The group says it explained to CMS that the demonstration was finding paperwork errors rather than fraud, and more effective solutions are available to correct those errors. NAHC and the Partnership for Quality Home Healthcare want to work with CMS to develop alternatives to the pre-claim review demonstration.

“We are incredibly pleased CMS listened to the concerns expressed by bipartisan lawmakers and home health stakeholders, and suspended the application of the demonstration,” said Keith Myers, chairman for the Partnership for Quality Home Healthcare, in a statement. “While the Partnership fully supports CMS’ intent to reduce waste, fraud and abuse within the Medicare home health benefit, the pre-claim review demonstration is not the right approach and we are grateful CMS has chosen to suspend the program while improvements are made, which we believe will be beneficial to providers, physicians and patients alike.”

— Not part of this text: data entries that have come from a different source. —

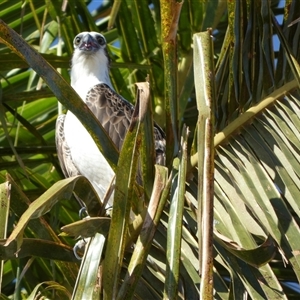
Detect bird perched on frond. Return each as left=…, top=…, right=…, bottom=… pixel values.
left=55, top=31, right=166, bottom=210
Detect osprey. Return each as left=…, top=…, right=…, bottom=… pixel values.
left=55, top=32, right=166, bottom=209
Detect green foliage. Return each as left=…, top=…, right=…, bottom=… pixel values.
left=1, top=0, right=300, bottom=299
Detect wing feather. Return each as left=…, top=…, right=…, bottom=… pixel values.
left=55, top=114, right=81, bottom=177
left=86, top=83, right=166, bottom=165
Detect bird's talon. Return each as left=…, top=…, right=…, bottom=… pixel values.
left=73, top=238, right=88, bottom=260
left=79, top=206, right=89, bottom=219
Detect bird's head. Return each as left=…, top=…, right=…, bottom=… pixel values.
left=71, top=32, right=112, bottom=93
left=73, top=32, right=107, bottom=53
left=72, top=32, right=110, bottom=64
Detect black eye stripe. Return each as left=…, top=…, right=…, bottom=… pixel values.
left=96, top=35, right=105, bottom=45
left=74, top=33, right=105, bottom=47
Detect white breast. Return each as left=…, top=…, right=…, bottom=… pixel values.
left=64, top=110, right=115, bottom=203
left=71, top=50, right=113, bottom=101
left=65, top=46, right=115, bottom=204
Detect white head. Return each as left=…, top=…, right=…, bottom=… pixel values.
left=70, top=32, right=112, bottom=99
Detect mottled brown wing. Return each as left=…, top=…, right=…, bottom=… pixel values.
left=85, top=83, right=166, bottom=165
left=86, top=84, right=133, bottom=151
left=55, top=114, right=81, bottom=177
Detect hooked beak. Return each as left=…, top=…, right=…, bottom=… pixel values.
left=79, top=34, right=100, bottom=52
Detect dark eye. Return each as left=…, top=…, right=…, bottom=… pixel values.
left=74, top=36, right=81, bottom=45
left=96, top=35, right=105, bottom=45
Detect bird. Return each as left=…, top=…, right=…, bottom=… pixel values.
left=55, top=31, right=166, bottom=211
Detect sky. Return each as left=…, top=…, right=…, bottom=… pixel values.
left=87, top=0, right=104, bottom=12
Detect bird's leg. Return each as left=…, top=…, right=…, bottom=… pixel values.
left=78, top=206, right=89, bottom=219
left=99, top=174, right=116, bottom=216
left=73, top=238, right=89, bottom=260
left=73, top=197, right=91, bottom=260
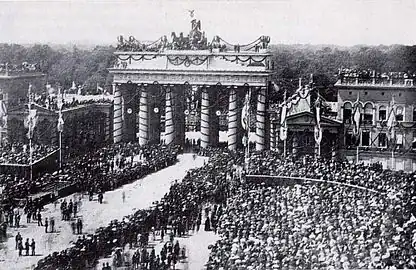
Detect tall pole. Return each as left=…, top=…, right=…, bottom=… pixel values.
left=28, top=84, right=33, bottom=182
left=283, top=88, right=287, bottom=159
left=247, top=88, right=251, bottom=167
left=58, top=87, right=63, bottom=172
left=391, top=94, right=395, bottom=170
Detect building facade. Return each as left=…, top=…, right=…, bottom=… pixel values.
left=0, top=65, right=46, bottom=143
left=335, top=69, right=416, bottom=171
left=109, top=17, right=272, bottom=151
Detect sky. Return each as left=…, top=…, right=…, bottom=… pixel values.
left=0, top=0, right=415, bottom=46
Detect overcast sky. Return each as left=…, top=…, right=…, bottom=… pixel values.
left=0, top=0, right=415, bottom=46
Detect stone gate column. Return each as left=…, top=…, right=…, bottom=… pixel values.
left=139, top=86, right=149, bottom=145
left=113, top=83, right=123, bottom=143
left=200, top=87, right=210, bottom=149
left=256, top=87, right=266, bottom=151
left=165, top=87, right=175, bottom=145
left=227, top=88, right=238, bottom=150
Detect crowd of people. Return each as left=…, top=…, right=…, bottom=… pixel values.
left=206, top=151, right=416, bottom=269
left=33, top=148, right=234, bottom=269
left=0, top=62, right=40, bottom=74
left=0, top=142, right=180, bottom=210
left=0, top=143, right=57, bottom=164
left=0, top=142, right=181, bottom=253
left=3, top=145, right=412, bottom=270
left=35, top=95, right=112, bottom=111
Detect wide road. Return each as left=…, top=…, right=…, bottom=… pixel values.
left=0, top=154, right=208, bottom=270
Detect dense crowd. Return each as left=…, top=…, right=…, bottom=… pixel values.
left=339, top=68, right=416, bottom=79
left=35, top=95, right=112, bottom=111
left=0, top=62, right=40, bottom=73
left=0, top=143, right=180, bottom=216
left=24, top=148, right=416, bottom=269
left=206, top=151, right=416, bottom=269
left=33, top=149, right=236, bottom=269
left=0, top=143, right=57, bottom=164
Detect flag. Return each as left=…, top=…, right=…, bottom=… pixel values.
left=97, top=83, right=104, bottom=93
left=71, top=81, right=76, bottom=90
left=57, top=113, right=64, bottom=132
left=314, top=97, right=322, bottom=144
left=280, top=104, right=287, bottom=141
left=352, top=94, right=361, bottom=137
left=25, top=109, right=37, bottom=139
left=241, top=91, right=250, bottom=131
left=387, top=96, right=396, bottom=142
left=0, top=100, right=7, bottom=129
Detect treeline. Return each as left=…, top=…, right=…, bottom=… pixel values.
left=0, top=43, right=116, bottom=94
left=270, top=44, right=416, bottom=101
left=1, top=43, right=416, bottom=99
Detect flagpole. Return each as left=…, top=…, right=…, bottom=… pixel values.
left=356, top=144, right=359, bottom=164
left=58, top=87, right=63, bottom=172
left=28, top=84, right=33, bottom=182
left=391, top=94, right=395, bottom=170
left=283, top=88, right=287, bottom=159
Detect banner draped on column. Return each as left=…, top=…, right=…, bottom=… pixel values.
left=200, top=87, right=210, bottom=149
left=227, top=88, right=238, bottom=150
left=255, top=87, right=266, bottom=151
left=112, top=84, right=123, bottom=143
left=139, top=86, right=149, bottom=145
left=165, top=87, right=175, bottom=145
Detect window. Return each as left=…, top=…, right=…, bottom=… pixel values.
left=343, top=103, right=352, bottom=124
left=396, top=133, right=403, bottom=149
left=378, top=133, right=387, bottom=147
left=362, top=131, right=370, bottom=146
left=346, top=132, right=354, bottom=146
left=413, top=131, right=416, bottom=150
left=363, top=103, right=373, bottom=123
left=396, top=106, right=404, bottom=121
left=413, top=107, right=416, bottom=122
left=379, top=106, right=387, bottom=121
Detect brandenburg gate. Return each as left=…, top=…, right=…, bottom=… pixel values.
left=109, top=18, right=272, bottom=150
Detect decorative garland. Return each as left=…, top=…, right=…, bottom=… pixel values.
left=167, top=55, right=209, bottom=66
left=116, top=55, right=157, bottom=62
left=221, top=55, right=268, bottom=64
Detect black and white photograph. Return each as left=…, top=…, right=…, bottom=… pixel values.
left=0, top=0, right=415, bottom=269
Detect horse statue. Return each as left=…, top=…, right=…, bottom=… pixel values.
left=260, top=36, right=271, bottom=49
left=117, top=35, right=126, bottom=50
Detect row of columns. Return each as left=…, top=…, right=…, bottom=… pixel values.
left=112, top=83, right=268, bottom=150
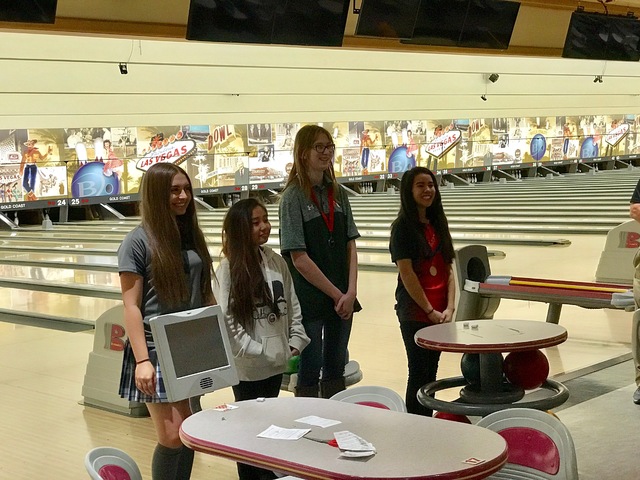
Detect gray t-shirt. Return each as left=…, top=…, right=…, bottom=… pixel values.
left=117, top=225, right=205, bottom=326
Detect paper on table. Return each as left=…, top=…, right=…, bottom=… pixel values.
left=333, top=431, right=376, bottom=453
left=295, top=415, right=342, bottom=428
left=257, top=425, right=311, bottom=440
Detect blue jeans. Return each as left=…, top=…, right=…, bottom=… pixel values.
left=22, top=164, right=37, bottom=193
left=297, top=313, right=352, bottom=387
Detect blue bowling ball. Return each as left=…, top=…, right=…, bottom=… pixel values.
left=530, top=134, right=547, bottom=161
left=580, top=137, right=599, bottom=159
left=388, top=146, right=416, bottom=173
left=71, top=161, right=120, bottom=198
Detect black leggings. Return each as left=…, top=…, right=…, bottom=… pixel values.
left=399, top=321, right=441, bottom=416
left=232, top=374, right=283, bottom=480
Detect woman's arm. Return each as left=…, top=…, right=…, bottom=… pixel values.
left=442, top=265, right=456, bottom=323
left=335, top=239, right=357, bottom=319
left=283, top=265, right=310, bottom=355
left=120, top=272, right=156, bottom=396
left=215, top=262, right=262, bottom=358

CMS has “opened up the lines of communication to consider policy changes” to documentation policies, as well, NAHC says. The group also expects face-to-face reform legislation to be introduced as early as next week.

“PCRD has demonstrated that the home health community needs to step up its efforts to achieve responsible levels of compliance with paperwork and documentation requirements in Medicare,” the NAHC post says. The group adds that it will be working on this in the coming months.

Last year, CMS indicated in a Paperwork Reduction Act notice that it was interested in subjecting home health claims in five “high risk fraud states” -- Florida, Texas, Illinois, Michigan and Massachusetts -- to prior authorization. Home health companies and some beneficiary advocates criticized that proposal, and a bipartisan group of 116 House lawmakers asked CMS to scrap it. CMS later announced it would implement a pre-claim review program rather than prior authorization. The agency said the pre-claim review program addressed lawmakers concerns, but HHS Secretary Tom Price, as a member of the House, had worked on legislation to delay the demonstration for a year.

The pre-claim review demonstration started in Illinois last August, and was set to expand to Florida in April. CMS says it has paused the program in Illinois, and contractors will not accept pre-claim review requests from the end of March through the end of the pause. The agency also said it will not expand the program to Florida on April 1.

“During the pause, home health claims can be submitted for payment and will be paid under normal claim processing rules. CMS will notify providers at least 30 days in advance via an update to this website of further developments related to the demonstration,” CMS says in a post on the agency's website.